The second metal layer 15 is the bonding layer 14 and is laminated adjacent to the opposite side of the first metal layer 13. The bonding layer 14 and the article 16 to be bonded are bonded to each other via the second metal layer 15.
As the material of the second metal layer 15, the same material as that used for the first metal layer 13 can be used.

  The article to be joined 16 is the second metal layer 15 and is laminated adjacent to the opposite side of the joining layer 14. The object to be bonded 16 is not particularly limited, but specific examples thereof include silicon (Si) and silicon carbide (SiC). In addition, since the joined body 11 of the present embodiment uses the above-described joining material, a material that is weak against heat can be used as the article 16 to be joined.

  In the joined body 11 of this embodiment, the substrate 12 and the article 16 are joined by the joining layer 14. Since the bonding layer 14 is formed using the above-mentioned bonding material, the shear strength of the bonding layer 14 is high. Specifically, the shear strength of the bonded body 11 of the present embodiment is, for example, preferably 20 MPa or more, and more preferably 30 MPa or more.

  The shear strength can be measured using, for example, a commercially available bonding tester (for example, manufactured by RHESCA).

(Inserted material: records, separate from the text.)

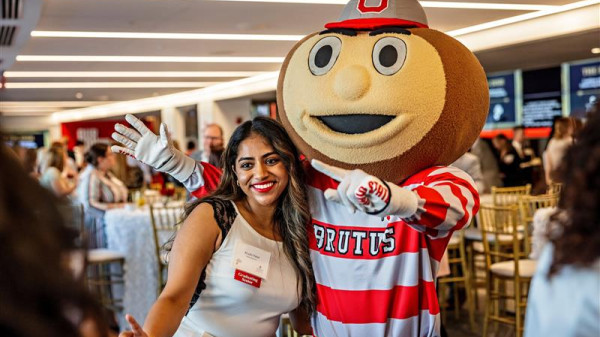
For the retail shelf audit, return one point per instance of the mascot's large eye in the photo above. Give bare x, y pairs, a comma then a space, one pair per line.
389, 54
324, 54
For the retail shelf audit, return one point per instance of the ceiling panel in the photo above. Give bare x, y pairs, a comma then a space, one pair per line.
203, 16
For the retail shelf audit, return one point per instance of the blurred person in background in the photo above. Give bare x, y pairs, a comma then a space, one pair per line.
79, 154
557, 146
52, 177
99, 190
190, 148
213, 146
469, 163
40, 296
70, 169
564, 297
489, 164
509, 162
31, 163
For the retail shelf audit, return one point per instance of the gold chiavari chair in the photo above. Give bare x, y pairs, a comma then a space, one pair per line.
554, 188
504, 265
504, 196
501, 196
528, 205
165, 222
459, 276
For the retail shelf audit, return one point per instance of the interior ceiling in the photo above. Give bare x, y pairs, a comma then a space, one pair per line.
204, 16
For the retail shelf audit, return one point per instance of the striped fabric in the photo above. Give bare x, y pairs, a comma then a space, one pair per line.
376, 276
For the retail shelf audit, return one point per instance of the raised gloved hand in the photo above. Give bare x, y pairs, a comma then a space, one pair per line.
157, 152
367, 193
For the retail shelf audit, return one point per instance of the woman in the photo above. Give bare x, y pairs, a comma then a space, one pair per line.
52, 177
260, 207
557, 146
99, 190
564, 298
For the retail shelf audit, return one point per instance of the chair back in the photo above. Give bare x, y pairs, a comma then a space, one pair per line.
504, 196
500, 234
74, 217
554, 188
165, 222
528, 205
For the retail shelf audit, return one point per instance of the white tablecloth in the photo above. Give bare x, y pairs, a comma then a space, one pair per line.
130, 232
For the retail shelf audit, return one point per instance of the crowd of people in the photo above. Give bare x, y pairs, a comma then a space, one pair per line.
265, 150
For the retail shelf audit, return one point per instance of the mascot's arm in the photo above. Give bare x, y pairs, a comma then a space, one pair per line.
159, 153
440, 200
447, 200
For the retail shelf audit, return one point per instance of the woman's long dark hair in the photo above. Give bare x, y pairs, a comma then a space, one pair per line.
292, 214
578, 240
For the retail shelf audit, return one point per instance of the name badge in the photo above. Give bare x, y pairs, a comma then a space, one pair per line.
251, 260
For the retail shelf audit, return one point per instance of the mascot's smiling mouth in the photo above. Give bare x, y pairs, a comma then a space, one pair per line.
355, 124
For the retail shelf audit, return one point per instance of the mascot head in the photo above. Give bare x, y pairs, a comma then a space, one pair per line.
381, 92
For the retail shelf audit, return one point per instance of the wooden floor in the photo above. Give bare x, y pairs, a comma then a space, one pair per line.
461, 328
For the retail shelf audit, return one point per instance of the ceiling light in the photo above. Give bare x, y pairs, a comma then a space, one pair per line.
174, 36
77, 85
429, 4
130, 74
523, 17
47, 104
190, 59
225, 90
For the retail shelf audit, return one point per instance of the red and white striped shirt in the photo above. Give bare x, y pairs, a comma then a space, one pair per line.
376, 276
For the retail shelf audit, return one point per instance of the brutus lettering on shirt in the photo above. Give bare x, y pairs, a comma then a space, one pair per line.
374, 242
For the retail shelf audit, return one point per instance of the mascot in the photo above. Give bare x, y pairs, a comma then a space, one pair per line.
380, 104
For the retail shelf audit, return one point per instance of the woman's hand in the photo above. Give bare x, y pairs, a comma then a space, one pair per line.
136, 329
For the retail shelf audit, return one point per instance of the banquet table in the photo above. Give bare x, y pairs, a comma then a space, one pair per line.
129, 231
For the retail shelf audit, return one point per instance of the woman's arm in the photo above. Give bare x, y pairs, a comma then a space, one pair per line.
300, 321
192, 250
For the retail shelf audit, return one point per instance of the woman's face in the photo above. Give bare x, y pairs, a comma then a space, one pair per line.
107, 162
260, 171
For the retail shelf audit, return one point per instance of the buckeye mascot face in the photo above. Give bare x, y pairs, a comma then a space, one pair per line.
381, 92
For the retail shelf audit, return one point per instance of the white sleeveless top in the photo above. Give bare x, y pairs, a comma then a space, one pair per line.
230, 308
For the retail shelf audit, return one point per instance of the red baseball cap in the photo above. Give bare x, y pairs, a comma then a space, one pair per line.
374, 14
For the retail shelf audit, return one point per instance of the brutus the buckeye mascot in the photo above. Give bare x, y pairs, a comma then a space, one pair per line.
381, 104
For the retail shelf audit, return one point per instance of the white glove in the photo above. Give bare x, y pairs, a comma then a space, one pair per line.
157, 152
367, 193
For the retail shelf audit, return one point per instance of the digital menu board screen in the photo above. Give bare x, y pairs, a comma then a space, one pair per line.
583, 86
503, 96
541, 97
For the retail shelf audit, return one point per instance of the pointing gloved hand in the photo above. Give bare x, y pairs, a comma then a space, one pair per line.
157, 152
367, 193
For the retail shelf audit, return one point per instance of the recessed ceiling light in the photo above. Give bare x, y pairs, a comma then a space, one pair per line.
430, 4
130, 74
189, 59
69, 85
174, 36
54, 104
523, 17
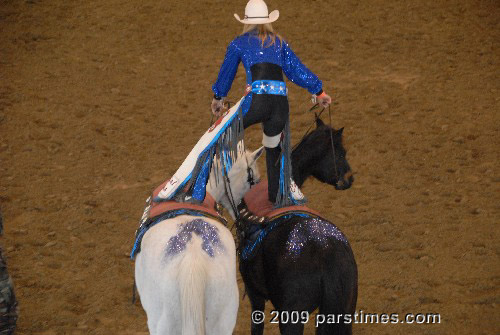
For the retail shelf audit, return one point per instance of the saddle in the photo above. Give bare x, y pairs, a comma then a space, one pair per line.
157, 211
258, 217
208, 206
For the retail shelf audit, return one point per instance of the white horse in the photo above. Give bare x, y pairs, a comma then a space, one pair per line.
186, 270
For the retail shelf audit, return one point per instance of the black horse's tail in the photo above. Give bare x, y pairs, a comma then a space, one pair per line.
339, 287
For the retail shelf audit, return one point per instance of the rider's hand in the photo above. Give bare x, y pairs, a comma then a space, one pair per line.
324, 99
217, 106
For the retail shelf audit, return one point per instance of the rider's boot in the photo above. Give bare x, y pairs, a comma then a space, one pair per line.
274, 170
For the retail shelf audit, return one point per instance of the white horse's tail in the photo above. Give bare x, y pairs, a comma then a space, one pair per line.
192, 282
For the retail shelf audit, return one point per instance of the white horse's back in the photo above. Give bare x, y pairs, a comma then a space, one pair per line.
186, 277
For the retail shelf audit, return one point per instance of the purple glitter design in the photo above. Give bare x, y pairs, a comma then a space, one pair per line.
212, 244
312, 230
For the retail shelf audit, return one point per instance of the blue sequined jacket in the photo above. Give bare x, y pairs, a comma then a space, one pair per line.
248, 49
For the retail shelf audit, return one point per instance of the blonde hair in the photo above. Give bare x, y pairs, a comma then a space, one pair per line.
264, 30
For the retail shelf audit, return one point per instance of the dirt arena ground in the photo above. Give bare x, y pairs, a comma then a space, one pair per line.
100, 101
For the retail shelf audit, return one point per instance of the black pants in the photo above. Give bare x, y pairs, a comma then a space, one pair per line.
273, 112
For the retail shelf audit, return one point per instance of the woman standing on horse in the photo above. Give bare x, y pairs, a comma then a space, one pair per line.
265, 57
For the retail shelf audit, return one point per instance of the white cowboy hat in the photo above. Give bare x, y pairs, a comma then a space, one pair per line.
256, 13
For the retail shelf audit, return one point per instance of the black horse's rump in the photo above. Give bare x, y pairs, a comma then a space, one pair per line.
303, 262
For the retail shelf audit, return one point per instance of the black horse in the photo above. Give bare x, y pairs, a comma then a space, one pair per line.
305, 262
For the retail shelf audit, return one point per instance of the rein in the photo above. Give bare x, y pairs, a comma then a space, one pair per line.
308, 131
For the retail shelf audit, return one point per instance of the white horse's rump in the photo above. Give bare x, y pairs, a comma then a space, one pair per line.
186, 277
186, 269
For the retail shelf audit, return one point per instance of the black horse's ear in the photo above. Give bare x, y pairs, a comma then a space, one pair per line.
319, 122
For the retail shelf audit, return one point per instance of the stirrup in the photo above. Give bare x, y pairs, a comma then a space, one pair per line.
296, 193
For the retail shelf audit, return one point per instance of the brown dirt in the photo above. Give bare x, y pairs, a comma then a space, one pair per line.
101, 100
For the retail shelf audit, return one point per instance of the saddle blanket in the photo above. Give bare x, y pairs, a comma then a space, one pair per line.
260, 217
157, 211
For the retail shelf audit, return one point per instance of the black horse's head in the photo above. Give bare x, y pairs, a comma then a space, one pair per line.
322, 155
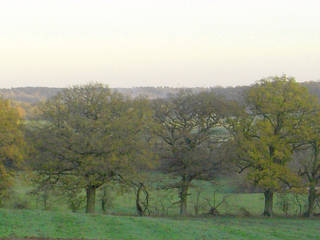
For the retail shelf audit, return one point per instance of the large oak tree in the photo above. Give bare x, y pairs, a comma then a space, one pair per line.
11, 145
189, 127
89, 135
267, 134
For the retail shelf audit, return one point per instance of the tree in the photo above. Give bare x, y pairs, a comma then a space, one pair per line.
89, 136
266, 135
190, 131
309, 163
11, 145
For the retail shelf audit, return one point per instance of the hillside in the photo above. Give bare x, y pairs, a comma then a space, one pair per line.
45, 224
37, 94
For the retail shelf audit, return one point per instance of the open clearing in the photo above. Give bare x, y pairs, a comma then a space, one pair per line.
46, 224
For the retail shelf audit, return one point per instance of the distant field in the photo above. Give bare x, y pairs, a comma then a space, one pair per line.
33, 223
161, 202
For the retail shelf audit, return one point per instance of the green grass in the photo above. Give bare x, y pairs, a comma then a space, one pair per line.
35, 223
123, 202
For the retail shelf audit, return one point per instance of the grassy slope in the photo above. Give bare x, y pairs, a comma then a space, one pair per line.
21, 223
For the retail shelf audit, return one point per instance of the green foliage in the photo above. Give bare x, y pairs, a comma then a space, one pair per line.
44, 224
11, 146
268, 134
89, 136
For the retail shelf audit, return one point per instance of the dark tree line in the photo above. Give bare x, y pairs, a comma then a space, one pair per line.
89, 136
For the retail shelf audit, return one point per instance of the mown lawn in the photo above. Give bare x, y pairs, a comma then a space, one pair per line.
36, 223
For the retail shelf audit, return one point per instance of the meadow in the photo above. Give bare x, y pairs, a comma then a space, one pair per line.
240, 218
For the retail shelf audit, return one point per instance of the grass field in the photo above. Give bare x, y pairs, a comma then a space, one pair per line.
45, 224
161, 202
60, 222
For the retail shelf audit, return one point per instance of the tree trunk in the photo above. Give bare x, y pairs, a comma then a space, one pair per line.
268, 203
91, 199
103, 200
138, 206
183, 194
311, 201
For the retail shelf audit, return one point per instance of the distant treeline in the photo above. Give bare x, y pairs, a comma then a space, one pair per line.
37, 94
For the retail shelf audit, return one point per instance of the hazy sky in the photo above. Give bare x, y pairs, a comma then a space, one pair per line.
181, 43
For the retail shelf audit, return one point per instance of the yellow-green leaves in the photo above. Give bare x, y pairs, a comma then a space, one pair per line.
11, 144
277, 109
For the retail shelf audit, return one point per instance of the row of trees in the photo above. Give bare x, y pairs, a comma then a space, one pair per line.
88, 136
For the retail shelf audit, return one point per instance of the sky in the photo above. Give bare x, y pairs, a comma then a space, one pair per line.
177, 43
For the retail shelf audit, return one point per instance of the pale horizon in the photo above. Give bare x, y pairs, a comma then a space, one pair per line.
157, 43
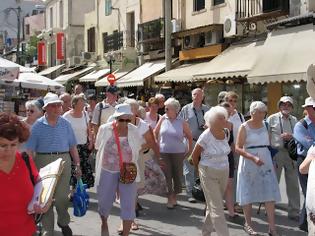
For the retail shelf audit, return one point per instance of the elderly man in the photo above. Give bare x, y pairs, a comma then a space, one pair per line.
103, 110
281, 129
193, 113
51, 138
66, 102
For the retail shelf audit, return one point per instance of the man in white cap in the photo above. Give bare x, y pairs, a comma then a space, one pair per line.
52, 137
304, 134
281, 129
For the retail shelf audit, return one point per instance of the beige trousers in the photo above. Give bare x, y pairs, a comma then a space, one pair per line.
61, 193
213, 182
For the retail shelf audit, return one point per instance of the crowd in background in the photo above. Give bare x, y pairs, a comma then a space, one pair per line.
163, 141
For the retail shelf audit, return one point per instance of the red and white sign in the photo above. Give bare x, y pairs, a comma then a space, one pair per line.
41, 53
60, 46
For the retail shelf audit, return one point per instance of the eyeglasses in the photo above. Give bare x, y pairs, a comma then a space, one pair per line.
124, 120
30, 111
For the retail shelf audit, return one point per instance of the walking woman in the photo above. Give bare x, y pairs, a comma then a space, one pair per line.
171, 132
210, 155
117, 142
79, 121
257, 181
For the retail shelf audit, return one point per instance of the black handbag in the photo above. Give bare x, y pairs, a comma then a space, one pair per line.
197, 191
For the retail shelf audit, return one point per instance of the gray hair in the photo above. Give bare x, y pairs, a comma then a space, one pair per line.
174, 103
213, 113
257, 106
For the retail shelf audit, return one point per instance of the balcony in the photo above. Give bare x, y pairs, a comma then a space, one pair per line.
257, 10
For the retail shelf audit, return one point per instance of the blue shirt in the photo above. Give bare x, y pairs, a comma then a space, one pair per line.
304, 137
47, 138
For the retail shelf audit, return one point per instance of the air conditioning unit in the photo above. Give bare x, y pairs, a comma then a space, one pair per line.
89, 56
213, 37
75, 60
229, 27
176, 25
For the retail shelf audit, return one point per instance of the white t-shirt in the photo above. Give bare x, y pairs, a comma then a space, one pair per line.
79, 126
215, 152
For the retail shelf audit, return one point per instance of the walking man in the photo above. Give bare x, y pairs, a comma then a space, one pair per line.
193, 113
281, 125
51, 138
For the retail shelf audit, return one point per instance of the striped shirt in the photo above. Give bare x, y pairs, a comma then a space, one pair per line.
47, 138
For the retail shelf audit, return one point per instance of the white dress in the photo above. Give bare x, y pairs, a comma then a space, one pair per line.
255, 183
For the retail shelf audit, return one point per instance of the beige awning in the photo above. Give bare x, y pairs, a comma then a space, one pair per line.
137, 76
286, 56
235, 61
183, 73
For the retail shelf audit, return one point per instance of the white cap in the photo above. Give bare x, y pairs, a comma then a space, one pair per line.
285, 99
51, 98
309, 102
122, 109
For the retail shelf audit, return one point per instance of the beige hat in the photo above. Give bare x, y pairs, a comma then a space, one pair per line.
309, 102
310, 81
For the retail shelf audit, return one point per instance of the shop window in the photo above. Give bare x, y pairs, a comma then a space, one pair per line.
199, 5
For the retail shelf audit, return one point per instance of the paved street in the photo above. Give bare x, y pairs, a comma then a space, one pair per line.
186, 219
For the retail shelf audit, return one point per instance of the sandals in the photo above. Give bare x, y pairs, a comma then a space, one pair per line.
249, 230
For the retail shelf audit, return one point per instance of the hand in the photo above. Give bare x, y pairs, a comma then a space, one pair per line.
258, 161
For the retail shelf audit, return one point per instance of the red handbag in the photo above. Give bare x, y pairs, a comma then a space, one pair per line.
128, 170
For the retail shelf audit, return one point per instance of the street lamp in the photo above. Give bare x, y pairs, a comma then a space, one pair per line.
17, 11
110, 58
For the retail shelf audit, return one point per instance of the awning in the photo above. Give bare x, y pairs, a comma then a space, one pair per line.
94, 76
50, 70
137, 76
235, 61
103, 82
63, 79
183, 73
36, 81
286, 56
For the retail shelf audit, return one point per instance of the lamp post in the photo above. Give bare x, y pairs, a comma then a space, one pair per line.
17, 11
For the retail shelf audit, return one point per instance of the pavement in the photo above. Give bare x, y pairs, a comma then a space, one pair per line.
185, 220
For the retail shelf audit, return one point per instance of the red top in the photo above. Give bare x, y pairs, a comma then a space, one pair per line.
16, 193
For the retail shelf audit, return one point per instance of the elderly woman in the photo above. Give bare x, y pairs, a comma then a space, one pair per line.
257, 181
15, 179
79, 120
171, 131
110, 151
211, 156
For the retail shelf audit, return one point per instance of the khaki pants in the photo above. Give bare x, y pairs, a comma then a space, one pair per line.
213, 182
283, 161
61, 193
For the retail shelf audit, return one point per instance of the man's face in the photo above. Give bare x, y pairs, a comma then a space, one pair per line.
285, 108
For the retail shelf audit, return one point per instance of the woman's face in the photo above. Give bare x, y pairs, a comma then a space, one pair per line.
8, 148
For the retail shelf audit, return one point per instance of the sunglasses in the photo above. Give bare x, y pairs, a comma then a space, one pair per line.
124, 120
30, 111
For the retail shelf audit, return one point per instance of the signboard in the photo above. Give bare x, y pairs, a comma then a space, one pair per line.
60, 46
41, 53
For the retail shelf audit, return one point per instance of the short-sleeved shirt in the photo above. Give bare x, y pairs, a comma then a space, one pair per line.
106, 112
46, 138
79, 126
215, 152
17, 192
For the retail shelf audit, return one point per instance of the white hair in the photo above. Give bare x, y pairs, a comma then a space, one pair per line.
174, 103
213, 113
257, 106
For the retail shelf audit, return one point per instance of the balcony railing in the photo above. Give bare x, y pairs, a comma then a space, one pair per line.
254, 10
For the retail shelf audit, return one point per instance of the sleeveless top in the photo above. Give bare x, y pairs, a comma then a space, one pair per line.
172, 136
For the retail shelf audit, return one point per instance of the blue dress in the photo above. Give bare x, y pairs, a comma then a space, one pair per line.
255, 183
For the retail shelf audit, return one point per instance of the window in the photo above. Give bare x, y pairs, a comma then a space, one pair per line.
199, 5
218, 2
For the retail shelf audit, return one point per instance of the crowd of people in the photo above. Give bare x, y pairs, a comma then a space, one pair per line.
146, 148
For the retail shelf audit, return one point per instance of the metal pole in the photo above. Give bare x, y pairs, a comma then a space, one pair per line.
168, 34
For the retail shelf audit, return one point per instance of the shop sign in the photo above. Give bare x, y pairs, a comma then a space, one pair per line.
41, 53
60, 46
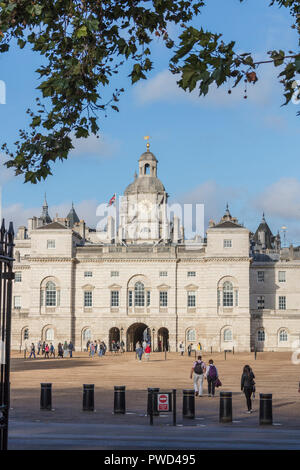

Next, a method for manufacturing the above-mentioned joined body 11 will be described with reference to FIG.
First, the first metal layer 13 is laminated on the surface of the substrate 12 by laminating a metal by a known method. Similarly, the second metal layer 15 is laminated on the surface of the article 16 to be joined.

  The method for laminating the metal on the surfaces of the substrate 12 and the article 16 to be bonded is not particularly limited, and specific examples thereof include a vacuum vapor deposition method, a sputtering method, a plating method, a printing method and the like.

  Next, the bonding material described above is applied to the surface of the first metal layer 13 by a known method. The method of applying the bonding material on the surface of the first metal layer 13 is not particularly limited, and specific examples thereof include a spin coating method, a metal mask method, and a screen printing method.

  Next, the article 16 to be joined is placed on the joining material applied to the surface of the first metal layer 13 such that the second metal layer 15 sides face each other. After that, by performing heat treatment, the bonding layer 14 is formed from the bonding material, and the first metal layer 13 and the second metal layer 15 are bonded via the bonding layer 14.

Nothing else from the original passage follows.